Subscribers, subscribers, subscribers. In the telecommunications industry, the word “subscribers” is often at the center of the conversation, and for good reason. With mobile markets becoming more saturated, it's more important than ever for mobile operators to hold on to the subscribers that they already have.
It is during times of high mobile data traffic volumes, or while subscribers are using data-heavy applications, in which mobile operators' networks are put to the test. Their ability to ensure subscribers' quality of experience (QoE) is critical. For example, a year from now, in August 2016, Rio de Janeiro will be packed with fans from around the world cheering on their home country athletes in the Summer Olympics. Meanwhile, a few billion people will be watching the Games from elsewhere via applications on their laptops, smartphones, tablets and other mobile devices.

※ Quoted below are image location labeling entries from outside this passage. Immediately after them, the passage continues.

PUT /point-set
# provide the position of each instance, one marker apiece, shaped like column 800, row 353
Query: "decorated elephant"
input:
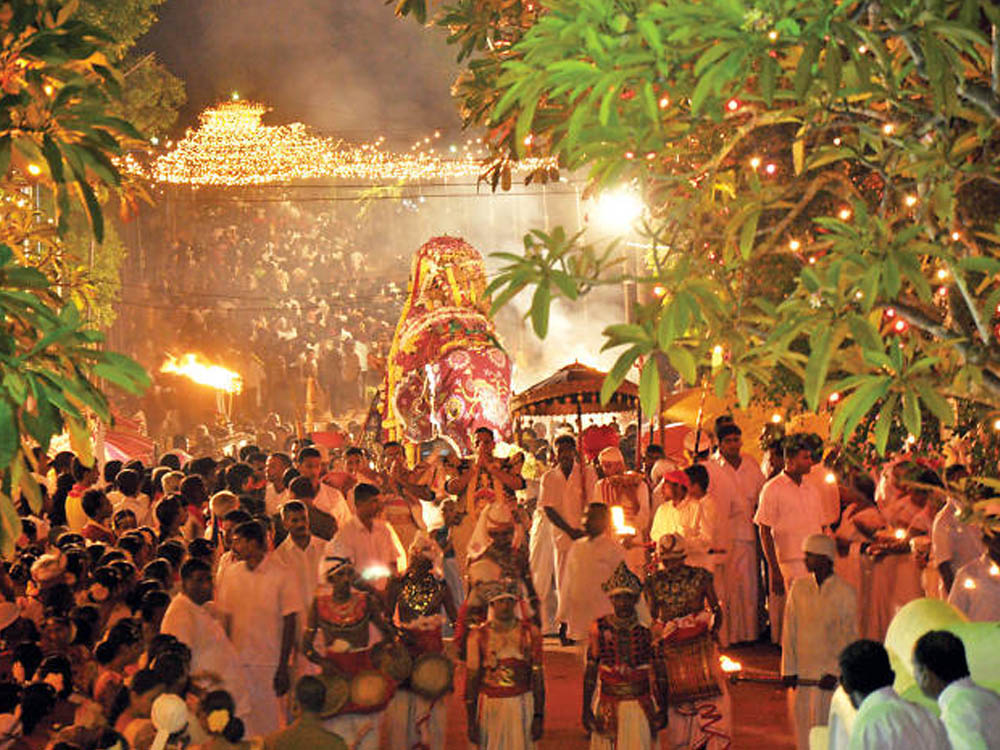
column 447, row 373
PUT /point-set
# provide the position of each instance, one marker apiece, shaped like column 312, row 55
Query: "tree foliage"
column 855, row 142
column 58, row 150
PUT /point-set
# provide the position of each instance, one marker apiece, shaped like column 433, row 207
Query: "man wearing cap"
column 627, row 490
column 686, row 619
column 790, row 510
column 820, row 621
column 632, row 701
column 738, row 477
column 505, row 684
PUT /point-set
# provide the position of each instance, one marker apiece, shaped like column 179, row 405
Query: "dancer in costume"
column 343, row 615
column 505, row 684
column 630, row 685
column 687, row 617
column 417, row 712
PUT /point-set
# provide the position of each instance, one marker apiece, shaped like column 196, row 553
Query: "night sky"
column 348, row 67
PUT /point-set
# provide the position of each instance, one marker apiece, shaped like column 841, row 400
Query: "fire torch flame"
column 728, row 665
column 618, row 521
column 204, row 373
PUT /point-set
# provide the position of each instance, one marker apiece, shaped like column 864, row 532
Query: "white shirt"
column 742, row 486
column 976, row 591
column 375, row 551
column 971, row 715
column 331, row 501
column 273, row 500
column 686, row 518
column 211, row 649
column 304, row 564
column 256, row 603
column 793, row 512
column 820, row 621
column 887, row 722
column 568, row 497
column 829, row 492
column 954, row 541
column 589, row 563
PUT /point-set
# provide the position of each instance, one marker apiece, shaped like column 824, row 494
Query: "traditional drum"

For subscribers, service degradation during this time could be considered more than just a minor annoyance. For a die-hard volleyball fan, for example, losing his or her mobile connection during the last few seconds of the final game, could be incentive enough to switch mobile operators. This, in itself, is bad news. But, what if this particular subscriber also happens to be the CEO of a large enterprise customer? Now, the individual is wondering if said mobile operator can be trusted to provide consistent mobile network connectivity for the business applications that his or her employees rely on daily.
With customer retention on the line, it's clear to see why subscriber satisfaction is so important. As such, mobile operators are beginning to re-think their service assurance practices that rely on traditional network performance management systems and pure network key performance indicators (KPIs). In particular, these network-centric practices do not allow mobile operators to discriminate which outages and network and service performance degradations are affecting high-profile VIP customers.
It's time mobile operators take a more comprehensive subscriber-focused approach, so that their service quality and network operations teams can properly track subscriber QoE and prioritize the network problems that are more relevant for these critical subscribers (and consequentially for the business). While this sounds trivial in principle, only a next-generation subscriber-centric network performance management system can really handle the sheer scale and technical complexity required to implement such approach.
Subscribers' appetite for mobile data is not subsiding anytime soon, nor are today's mobile networks becoming less complex. To not only rise to the 24/7 service quality challenge, and uncover new revenue opportunities in the process, mobile operators must adopt mobile network performance management strategies that meet and exceed the demands of today's subscribers.
Whether the mobile network is being relied on to watch the Olympics or to stream an important business presentation, there is very little room for error. A consistently high subscriber QoE will be paramount in minimizing subscriber churn, particularly among those subscribers that mean the most to your business.